No que diz respeito ao ambiente doméstico, esta propiciou o estreitamento do diálogo entre o Estado e o movimento feminista que antes fora interrompido no governo Collor[1] quanto do âmbito internacional o movimento feminista brasileiro foi amplamente reconhecido como um dos movimentos de mulheres mais diversificados, melhor articulados e sendo o mais influente da América Latina (SARDENBERG, 2018).
Ainda nas palavras de Cecília Sardenberg (2018),
a delegação brasileira foi ainda creditada pelo reconhecimento da relevância do trabalho das mulheres, particularmente o não remunerado, bem como pela inclusão de questões de raça e etnicidade como determinantes de discriminação contra mulheres, uma questão vista como essencial no combate contra as desigualdades sociais.
Em conclusão, as Conferências da ONU foram importantes para o movimento feminista brasileiro e para as mulheres brasileiras, trazendo benefícios e criando espaços de debate. No âmbito internacional, os ganhos das Conferências também foram importantes, uma vez que definiu e situou o lugar da mulher na sociedade, bem como evidenciou os problemas desse lugar - ou de sua falta - para os Estados. Como consequência destas, diversos acordos em prol dos direitos das mulheres foram conquistados, assim como leis internas brasileiras. Apesar de terem sido avanços, na visão de algumas feministas, tímidos, estes criaram um espaço para que sempre as mulheres possam recorrer quando de uma violação de seus direitos.
BIBLIOGRAFIA
ABREU, Maria Luisa. Feminismo no Exílio: o Círculo de Mulheres Brasileiras em Paris e o Grupo Latino-Americano de Mulheres em Paris. 2010. Dissertação (Mestrado) - IFCH/Unicamp, Campinas.

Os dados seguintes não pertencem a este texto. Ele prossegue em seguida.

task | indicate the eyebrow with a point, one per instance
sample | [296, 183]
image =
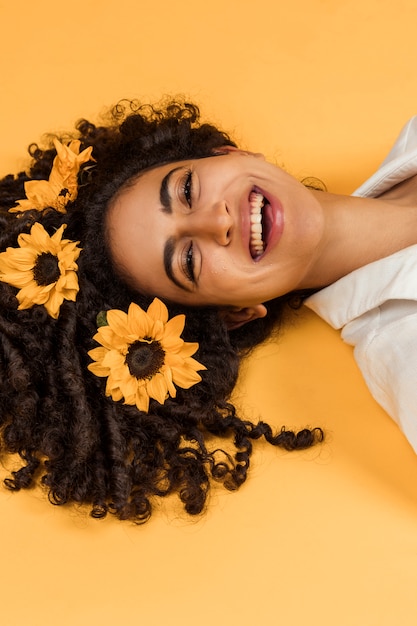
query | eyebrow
[164, 195]
[169, 250]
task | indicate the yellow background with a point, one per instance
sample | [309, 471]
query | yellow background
[327, 536]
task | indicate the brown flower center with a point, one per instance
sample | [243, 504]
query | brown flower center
[46, 270]
[144, 360]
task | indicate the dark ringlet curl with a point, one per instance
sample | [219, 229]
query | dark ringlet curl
[84, 447]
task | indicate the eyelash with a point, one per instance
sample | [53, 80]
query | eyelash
[187, 187]
[188, 260]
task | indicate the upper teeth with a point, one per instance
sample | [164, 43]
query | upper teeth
[256, 202]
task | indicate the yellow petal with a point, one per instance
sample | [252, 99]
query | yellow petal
[158, 311]
[98, 370]
[139, 323]
[142, 399]
[117, 320]
[175, 326]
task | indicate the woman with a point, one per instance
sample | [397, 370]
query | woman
[113, 409]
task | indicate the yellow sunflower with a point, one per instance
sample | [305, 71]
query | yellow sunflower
[43, 268]
[142, 355]
[62, 185]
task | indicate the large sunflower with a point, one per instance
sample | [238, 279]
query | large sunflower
[43, 268]
[62, 185]
[142, 355]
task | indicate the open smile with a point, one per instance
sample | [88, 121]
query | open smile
[264, 221]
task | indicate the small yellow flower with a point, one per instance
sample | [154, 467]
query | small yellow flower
[43, 268]
[142, 355]
[62, 185]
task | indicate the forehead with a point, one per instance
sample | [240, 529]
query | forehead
[138, 227]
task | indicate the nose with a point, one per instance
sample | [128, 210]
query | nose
[212, 221]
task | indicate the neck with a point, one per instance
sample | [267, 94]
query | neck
[359, 231]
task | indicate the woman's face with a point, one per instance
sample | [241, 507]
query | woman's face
[223, 230]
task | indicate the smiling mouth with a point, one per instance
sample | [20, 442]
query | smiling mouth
[259, 226]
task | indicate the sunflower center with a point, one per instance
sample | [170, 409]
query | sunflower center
[144, 360]
[46, 270]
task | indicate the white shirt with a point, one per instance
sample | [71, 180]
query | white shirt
[376, 305]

FONTÃO, Maria Angélica Breda. As conferências da ONU e o movimento de mulheres: Construção de uma agenda internacional. 2011. Monografia apresentada para título de Bacharel em Relações Internacionais.
NICODEMOS, Marcela M. Conselheira. As nações Unidades e a proteção do direito da mulher: Retórica ou realidade? 2005. IRBR - XLVIII CAE. Brasília.
__________. Site Oficial da ONU Mulheres. http://www.onumulheres.org.br/planeta5050-2030/conferencias/. Acesso em 06. 12. 2020.
PEDRO, Joana Maria. O feminismo de "Segunda Onda" - Corpo, Prazer e Trabalho. In: PINSKY, Carla Bassanezi; PEDRO, Joana Maria (Org.). Nova História das Mulheres no Brasil. São Paulo: Contexto, 2012.
RUBIN, Beatriz. O papel das Conferências Mundiais sobre as Mulheres frente ao paradigma do empoderamento feminino. 2012.
SARDENBERG, Cecilia. Negociando gênero em desenvolvimento: Os feminismos brasileiros em destaque. 2018. Cadernos Pagu v. 52.
SARDENBERG, Cecilia; COSTA, Ana Alice. A transversalização de gênero e raça no Plano Nacional de Qualificação: análise crítica e diretrizes. 2008. SER. Social, Brasília, v. 10, n. 23, p. 101-138.
TELLES, Maria Amélia de Almeida. Breve História do feminismo no Brasil. Editora Alameda, São Paulo. 2017.